To further characterise SOX18 dimer complexes and their ability to recruit protein partners, we took advantage of single molecule spectroscopic assays. This approach measures the photon emission of individual molecules of GFP or mCherry in a defined confocal volume (Figure 1D). After co-expression of GFP and mCherry tagged SOX18 proteins, the samples were rapidly diluted to working concentrations of approximately 100 pM. In these conditions, individual protein complexes are observed as they travel through the confocal excitation volume. A single GFP or mCherry fluorophore can emit a maximum of 90–100 photons per millisecond (40), and we used this calibration to quantify the size of complexes. In the trace obtained for GFP and mCherry tagged SOX18, we did not detect large bursts of fluorescence (>200 photons) that would indicate that the proteins form large oligomers or non-specific aggregates. We did observe the presence of slightly larger bursts in both GFP and mCherry channels, with intensities in the 100–200 photon range (Figure 1E, arrows).
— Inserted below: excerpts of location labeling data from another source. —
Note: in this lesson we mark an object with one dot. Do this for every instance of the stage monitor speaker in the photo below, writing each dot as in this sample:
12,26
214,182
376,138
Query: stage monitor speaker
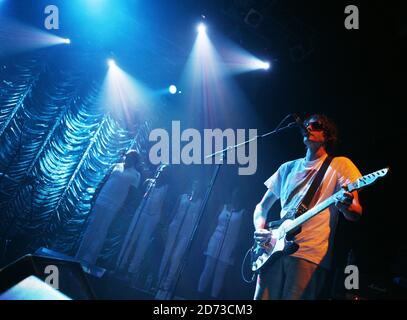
67,276
32,288
93,270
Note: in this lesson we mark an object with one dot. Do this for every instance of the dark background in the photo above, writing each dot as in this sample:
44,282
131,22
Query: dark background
353,76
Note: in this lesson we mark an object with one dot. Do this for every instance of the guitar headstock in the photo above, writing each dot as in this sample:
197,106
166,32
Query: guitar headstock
368,179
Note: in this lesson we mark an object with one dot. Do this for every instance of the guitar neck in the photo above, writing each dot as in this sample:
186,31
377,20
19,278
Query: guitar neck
313,212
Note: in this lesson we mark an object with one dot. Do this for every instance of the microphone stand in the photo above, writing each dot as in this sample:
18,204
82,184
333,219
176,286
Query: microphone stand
120,264
215,173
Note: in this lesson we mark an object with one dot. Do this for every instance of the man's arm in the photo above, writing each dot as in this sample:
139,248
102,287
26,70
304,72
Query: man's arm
262,208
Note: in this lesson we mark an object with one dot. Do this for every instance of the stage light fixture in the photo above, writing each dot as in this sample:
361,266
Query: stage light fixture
111,63
201,28
265,65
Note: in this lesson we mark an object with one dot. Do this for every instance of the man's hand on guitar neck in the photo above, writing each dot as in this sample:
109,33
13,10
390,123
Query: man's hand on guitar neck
348,204
262,236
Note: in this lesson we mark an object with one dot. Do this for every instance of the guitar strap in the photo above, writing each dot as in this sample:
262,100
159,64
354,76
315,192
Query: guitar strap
303,206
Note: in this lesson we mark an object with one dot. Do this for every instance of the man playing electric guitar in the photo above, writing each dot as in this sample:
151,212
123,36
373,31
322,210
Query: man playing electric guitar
300,275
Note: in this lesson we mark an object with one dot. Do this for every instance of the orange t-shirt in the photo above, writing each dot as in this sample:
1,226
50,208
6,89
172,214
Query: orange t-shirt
290,184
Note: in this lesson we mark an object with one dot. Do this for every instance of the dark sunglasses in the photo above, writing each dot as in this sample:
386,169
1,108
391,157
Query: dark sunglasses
314,125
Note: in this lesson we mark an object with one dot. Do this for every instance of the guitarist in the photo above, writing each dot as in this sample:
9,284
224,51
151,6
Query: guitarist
302,274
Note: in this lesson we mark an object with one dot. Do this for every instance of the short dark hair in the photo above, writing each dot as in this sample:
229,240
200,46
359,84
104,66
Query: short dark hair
329,128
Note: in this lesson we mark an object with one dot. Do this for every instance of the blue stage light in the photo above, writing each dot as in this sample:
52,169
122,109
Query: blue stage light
265,65
172,89
201,28
111,63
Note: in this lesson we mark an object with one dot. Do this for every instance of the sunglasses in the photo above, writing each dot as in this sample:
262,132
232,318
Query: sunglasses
314,125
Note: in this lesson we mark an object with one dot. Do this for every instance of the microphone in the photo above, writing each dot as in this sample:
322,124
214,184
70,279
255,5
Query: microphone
300,125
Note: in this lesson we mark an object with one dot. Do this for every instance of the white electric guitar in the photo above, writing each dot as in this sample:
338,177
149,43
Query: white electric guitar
265,253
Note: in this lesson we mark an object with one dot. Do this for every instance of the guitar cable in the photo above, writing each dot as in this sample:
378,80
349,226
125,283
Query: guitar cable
242,267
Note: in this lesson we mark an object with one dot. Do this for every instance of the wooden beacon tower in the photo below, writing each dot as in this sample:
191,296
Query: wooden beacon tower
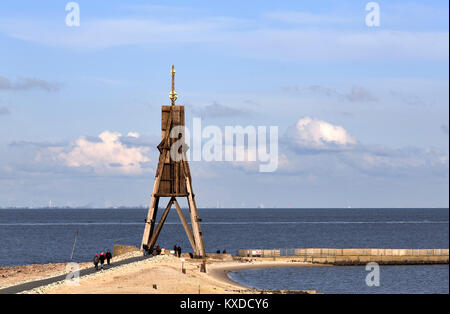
172,180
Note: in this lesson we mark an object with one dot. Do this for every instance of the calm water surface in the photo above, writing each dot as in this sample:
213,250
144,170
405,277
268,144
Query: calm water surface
47,235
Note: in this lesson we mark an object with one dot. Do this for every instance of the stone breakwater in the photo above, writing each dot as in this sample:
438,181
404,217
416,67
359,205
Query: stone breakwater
353,256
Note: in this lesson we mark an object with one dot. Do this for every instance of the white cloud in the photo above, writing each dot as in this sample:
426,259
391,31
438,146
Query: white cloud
108,155
312,133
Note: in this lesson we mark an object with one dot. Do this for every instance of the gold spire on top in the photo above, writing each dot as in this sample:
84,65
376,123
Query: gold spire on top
173,94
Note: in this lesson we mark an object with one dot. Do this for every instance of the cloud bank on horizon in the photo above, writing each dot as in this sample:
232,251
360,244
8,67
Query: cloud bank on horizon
362,112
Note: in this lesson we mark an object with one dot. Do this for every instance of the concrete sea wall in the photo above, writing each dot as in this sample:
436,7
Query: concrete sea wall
353,256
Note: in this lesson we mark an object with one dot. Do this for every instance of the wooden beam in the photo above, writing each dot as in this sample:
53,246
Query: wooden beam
160,224
185,225
198,236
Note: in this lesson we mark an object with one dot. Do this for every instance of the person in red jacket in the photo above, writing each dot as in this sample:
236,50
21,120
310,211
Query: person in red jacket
96,260
102,259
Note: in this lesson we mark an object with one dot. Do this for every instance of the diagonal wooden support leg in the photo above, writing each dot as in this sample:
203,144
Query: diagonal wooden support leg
150,221
185,225
197,230
160,224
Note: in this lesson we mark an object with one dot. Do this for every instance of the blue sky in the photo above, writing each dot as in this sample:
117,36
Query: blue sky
238,63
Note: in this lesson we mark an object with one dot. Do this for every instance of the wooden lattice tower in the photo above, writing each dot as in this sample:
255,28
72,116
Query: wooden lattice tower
172,180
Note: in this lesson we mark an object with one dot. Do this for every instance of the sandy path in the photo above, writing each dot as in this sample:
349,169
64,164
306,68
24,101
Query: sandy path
164,272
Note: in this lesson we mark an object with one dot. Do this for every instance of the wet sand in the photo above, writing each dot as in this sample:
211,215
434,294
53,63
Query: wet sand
160,275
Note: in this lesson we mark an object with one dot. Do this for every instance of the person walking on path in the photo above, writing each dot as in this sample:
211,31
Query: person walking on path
108,257
96,260
102,259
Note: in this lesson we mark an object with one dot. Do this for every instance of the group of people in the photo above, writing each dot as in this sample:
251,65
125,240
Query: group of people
154,252
177,250
101,258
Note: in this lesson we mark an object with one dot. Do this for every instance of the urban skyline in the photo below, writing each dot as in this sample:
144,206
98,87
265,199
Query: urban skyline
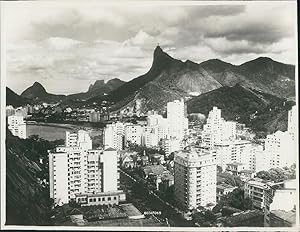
150,115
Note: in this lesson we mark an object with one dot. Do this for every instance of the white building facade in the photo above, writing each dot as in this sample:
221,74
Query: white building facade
195,177
17,126
176,119
77,169
114,136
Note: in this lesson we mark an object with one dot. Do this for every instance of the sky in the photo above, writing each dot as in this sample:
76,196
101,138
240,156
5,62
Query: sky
66,47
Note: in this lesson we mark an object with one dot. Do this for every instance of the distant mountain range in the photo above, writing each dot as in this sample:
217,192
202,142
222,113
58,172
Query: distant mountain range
170,79
99,88
14,99
260,111
38,93
239,90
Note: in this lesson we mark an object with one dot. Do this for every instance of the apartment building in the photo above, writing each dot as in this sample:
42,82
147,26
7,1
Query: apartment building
176,119
171,145
195,177
280,204
76,169
133,134
240,151
217,129
256,190
94,117
279,150
17,126
114,136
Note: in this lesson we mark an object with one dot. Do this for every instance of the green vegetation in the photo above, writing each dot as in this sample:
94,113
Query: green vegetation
235,199
27,191
278,174
230,179
204,218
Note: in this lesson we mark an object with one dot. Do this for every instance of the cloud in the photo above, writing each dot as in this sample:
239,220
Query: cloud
63,42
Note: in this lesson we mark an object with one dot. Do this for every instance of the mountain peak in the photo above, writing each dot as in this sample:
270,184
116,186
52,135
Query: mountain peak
160,55
37,85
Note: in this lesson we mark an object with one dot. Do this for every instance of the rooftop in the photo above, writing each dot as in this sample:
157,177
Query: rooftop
130,210
154,169
224,186
289,216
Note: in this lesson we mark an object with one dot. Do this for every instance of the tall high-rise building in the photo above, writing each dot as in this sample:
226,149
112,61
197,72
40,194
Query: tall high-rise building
75,170
10,110
155,131
279,150
94,117
114,136
217,129
78,139
171,145
195,177
292,122
17,126
240,151
177,122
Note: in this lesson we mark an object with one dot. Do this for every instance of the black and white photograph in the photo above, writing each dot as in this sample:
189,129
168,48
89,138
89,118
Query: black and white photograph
149,115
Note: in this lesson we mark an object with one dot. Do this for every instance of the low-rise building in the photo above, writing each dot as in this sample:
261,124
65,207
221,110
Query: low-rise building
235,168
223,189
256,189
280,204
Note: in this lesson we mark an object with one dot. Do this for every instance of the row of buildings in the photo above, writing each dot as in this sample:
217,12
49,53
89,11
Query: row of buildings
169,131
276,200
195,165
82,174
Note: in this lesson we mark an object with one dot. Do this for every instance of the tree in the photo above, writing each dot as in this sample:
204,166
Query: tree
236,199
219,169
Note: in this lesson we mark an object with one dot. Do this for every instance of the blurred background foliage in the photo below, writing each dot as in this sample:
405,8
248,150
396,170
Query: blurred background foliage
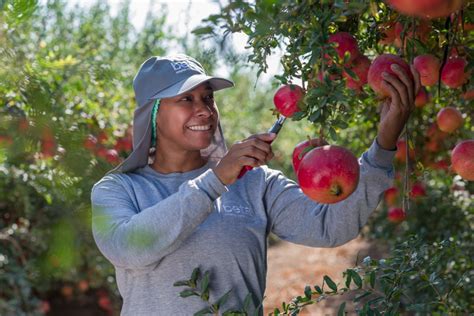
66,105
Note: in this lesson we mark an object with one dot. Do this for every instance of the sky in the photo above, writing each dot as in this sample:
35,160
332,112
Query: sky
191,11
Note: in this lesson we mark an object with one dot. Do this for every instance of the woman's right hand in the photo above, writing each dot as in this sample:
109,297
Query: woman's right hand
254,151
These bursts suggest the formation of SOX18 complexes containing two GFP or two mCherry fluorophores.
This observation was further confirmed using two-colours coincidence detection, as shown in Figure 1E. The fluorescence trace shows frequent co-diffusion of two SOX18 proteins tagged separately with GFP and mCherry. At these concentrations, the random simultaneous presence of two proteins in the small detection volume is highly improbable. Thus, the method provides a direct visualization of protein-protein binding. In the single molecule coincidence assay, binding stoichiometry can be inferred by measurement of the coincidence ratios of the protein complexes. By simply measuring the fraction of mCherry in the total fluorescent bursts, protein stoichiometries can be plotted, which clearly show that SOX18 forms a 1:1 dimer with a coincidence ratio C = mCherry/(GFP + mCherry) = 0.5 (Figure 1F).
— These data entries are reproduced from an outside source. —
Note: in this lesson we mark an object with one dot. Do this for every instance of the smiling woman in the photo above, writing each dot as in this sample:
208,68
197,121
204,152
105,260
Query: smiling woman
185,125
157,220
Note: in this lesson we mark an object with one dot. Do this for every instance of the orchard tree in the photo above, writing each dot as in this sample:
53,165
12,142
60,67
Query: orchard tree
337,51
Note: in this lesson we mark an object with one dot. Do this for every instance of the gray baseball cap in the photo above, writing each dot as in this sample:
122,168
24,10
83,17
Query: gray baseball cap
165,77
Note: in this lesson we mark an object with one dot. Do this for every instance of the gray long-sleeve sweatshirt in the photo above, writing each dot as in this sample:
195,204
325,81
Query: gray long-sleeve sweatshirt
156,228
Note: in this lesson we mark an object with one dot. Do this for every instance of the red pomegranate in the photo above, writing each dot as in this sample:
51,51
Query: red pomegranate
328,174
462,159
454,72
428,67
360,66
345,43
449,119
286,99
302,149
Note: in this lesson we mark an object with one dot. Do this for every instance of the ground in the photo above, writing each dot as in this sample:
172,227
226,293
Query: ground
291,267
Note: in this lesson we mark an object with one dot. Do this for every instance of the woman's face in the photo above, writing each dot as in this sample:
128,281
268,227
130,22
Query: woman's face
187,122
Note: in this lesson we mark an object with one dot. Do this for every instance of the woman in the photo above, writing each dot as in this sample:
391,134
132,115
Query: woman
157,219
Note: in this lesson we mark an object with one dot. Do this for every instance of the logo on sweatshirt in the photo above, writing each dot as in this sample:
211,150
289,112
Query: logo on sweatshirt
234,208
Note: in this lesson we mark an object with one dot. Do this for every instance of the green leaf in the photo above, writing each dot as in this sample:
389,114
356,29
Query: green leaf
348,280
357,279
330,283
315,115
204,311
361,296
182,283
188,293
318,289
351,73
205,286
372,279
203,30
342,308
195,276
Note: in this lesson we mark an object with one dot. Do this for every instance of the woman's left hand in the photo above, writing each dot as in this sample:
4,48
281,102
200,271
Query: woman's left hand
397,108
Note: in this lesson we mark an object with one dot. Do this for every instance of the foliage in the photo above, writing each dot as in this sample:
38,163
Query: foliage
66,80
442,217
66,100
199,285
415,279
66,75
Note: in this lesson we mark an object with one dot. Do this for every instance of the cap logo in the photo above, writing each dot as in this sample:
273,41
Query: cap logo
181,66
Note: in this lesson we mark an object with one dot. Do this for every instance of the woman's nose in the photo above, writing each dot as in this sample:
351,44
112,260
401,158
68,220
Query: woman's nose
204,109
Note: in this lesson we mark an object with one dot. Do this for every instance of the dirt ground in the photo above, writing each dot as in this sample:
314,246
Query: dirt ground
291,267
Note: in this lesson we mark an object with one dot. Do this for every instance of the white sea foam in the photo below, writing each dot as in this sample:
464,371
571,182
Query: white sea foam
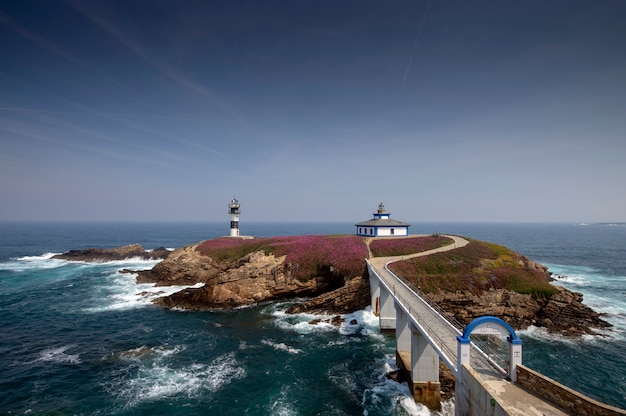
160,378
599,292
282,405
390,397
122,292
280,346
58,355
26,263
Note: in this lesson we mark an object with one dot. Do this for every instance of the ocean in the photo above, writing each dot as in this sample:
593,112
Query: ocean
84,339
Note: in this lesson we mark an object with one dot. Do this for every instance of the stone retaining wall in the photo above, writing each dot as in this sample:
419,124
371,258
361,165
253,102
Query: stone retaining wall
569,400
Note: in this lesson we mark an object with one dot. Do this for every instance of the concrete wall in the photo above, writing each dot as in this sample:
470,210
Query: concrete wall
472,399
397,231
569,400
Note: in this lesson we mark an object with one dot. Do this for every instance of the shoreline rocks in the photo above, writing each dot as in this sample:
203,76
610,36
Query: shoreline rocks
258,277
563,312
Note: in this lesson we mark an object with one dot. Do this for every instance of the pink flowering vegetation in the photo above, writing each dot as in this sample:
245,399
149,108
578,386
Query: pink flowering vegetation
309,256
402,246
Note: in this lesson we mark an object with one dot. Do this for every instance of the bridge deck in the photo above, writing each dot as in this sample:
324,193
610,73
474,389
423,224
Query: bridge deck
442,336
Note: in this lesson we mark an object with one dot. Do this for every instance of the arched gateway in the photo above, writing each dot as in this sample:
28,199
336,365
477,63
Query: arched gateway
490,325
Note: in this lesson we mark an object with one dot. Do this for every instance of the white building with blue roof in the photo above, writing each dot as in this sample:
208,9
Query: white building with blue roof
382,226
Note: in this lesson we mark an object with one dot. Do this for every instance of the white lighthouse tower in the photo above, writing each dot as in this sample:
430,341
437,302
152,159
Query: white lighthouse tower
233,210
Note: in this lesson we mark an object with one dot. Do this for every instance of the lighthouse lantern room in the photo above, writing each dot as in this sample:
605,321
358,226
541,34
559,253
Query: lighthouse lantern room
233,210
382,226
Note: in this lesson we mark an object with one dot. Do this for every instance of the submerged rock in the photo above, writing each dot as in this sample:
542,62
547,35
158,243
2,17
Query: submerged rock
112,254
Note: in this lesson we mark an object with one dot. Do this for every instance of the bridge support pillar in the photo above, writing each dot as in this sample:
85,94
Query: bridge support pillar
425,384
374,292
387,317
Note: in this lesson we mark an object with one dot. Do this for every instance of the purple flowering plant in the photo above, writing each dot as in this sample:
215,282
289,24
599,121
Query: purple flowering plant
385,247
310,256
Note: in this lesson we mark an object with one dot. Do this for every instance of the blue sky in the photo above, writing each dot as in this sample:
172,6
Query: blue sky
313,110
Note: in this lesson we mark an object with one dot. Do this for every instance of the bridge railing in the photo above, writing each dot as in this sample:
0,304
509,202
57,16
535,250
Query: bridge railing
479,355
445,315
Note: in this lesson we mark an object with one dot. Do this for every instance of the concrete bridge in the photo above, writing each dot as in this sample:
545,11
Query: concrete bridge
424,337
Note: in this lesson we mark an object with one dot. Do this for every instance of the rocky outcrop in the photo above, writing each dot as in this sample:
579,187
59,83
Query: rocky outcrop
563,312
354,295
254,278
112,254
259,277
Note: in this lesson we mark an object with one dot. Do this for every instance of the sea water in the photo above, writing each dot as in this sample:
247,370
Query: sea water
82,338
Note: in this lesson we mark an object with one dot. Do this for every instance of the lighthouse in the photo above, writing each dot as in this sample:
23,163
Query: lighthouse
233,210
382,226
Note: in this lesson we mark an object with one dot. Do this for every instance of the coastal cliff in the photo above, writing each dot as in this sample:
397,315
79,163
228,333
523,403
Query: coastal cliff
477,280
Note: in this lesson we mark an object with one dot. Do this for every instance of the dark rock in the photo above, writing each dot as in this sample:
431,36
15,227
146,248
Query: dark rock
112,254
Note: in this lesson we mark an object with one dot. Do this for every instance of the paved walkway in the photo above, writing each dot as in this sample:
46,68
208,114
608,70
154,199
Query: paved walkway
442,335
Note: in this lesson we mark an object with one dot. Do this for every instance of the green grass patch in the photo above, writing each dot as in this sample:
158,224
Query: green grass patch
477,267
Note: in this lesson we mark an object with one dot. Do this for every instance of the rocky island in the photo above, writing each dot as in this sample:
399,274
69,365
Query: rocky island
476,280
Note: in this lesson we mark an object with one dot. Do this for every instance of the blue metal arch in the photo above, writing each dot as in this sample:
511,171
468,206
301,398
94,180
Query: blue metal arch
464,339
Taken together, AS and single molecule coincidence results firmly demonstrate that SOX18 has the ability to form a dimer, unlike SOX7 or SOX17.
SOX18 dimer recruits specific protein partners
The identification of SOX18 homodimers prompted us to determine the stoichiometric ratios for different assembly complexes formed with protein partners such as MEF2C, RBPJ and RXRA (Figure 1F). In this assay, we used GATA2 as a negative control for SOX18 interaction. The frequency distribution of coincidence ratio between mCherry-SOX18 and GFP-tagged MEF2C or RBPJ correspond to 2:1 interaction (C = 0.66), whereas binding to RXRA occurs in a 1:1 ratio (C = 0.5). These data provide evidence that the SOX18 dimers recruit MEF2C or RBPJ whereas monomeric SOX18 is able to recruit RXRA monomers.
SOX18 homodimer forms in vivo in zebrafish larvae
As a demonstration that SOX18 has the capability to homodimerise in vivo during development, we investigated the dimer formation using a zebrafish-based model system. To follow the formation of the SOX18 dimer in developing zebrafish larvae, we engineered a fluorescent reporter based on a split-fluorescent protein (split-FP) biosensor and took advantage of this construct in transient transgenic reporter experiments. Bimolecular fluorescence complementation (BiFC) assays are powerful tools for the visualisation of protein-protein interactions in both cell and zebrafish model systems (46,47). We found that a mVENUS-based split-FP biosensor was the most suitable for use in zebrafish embryos for the visualisation of SOX18 dimerization events. The selected mVENUS biosensor incorporates the N-terminus of mVENUS fragmented at amino acid 155 on the N-terminus of one SOX18 (NmVENUS155-SOX18), and the C-terminus of mVENUS fragmented at amino acid 155 on the N-terminus of another SOX18 (CmVENUS155-SOX18). These fragments were tagged to SOX18 via a flexible 3xGGGS linker (Supplementary Figure S3). The mRNA encoding these biosensors was co-injected into zebrafish embryos at the single-cell stage to promote ubiquitous expression of this TF during early stage development (Figure 2, top left panel).
Live imaging of the biosensor-injected larvae at around 4–5 hpf revealed the presence of mVENUS expression specifically in the nuclei (Figure 2, middle panel and Movie 1). In parallel, FosLZ/JunLZ heterodimers coupled to the BiFC reporter system were used as a positive control. Zebrafish embryos injected with a similar concentration of this FOSLZ/JunLZ biosensor mRNA display fluorescence in both nuclear and cytoplasmic localisations at the same developmental stage (Figure 2 right panel). To further validate the specificity of the split-FP biosensor assay, we established a negative control using a truncated version of SOX18 protein that does not harbour the HMG-box and nuclear localisation sequence (NLS) (Δ84-205). Transgenic zebrafish embryos expressing this mutant split-FP biosensor did not show any fluorescent signal in cell nuclei (Figure 2 bottom left panel). Therefore, the use of a BiFC reporter system further confirmed the capability of SOX18 to form a dimer in vivo.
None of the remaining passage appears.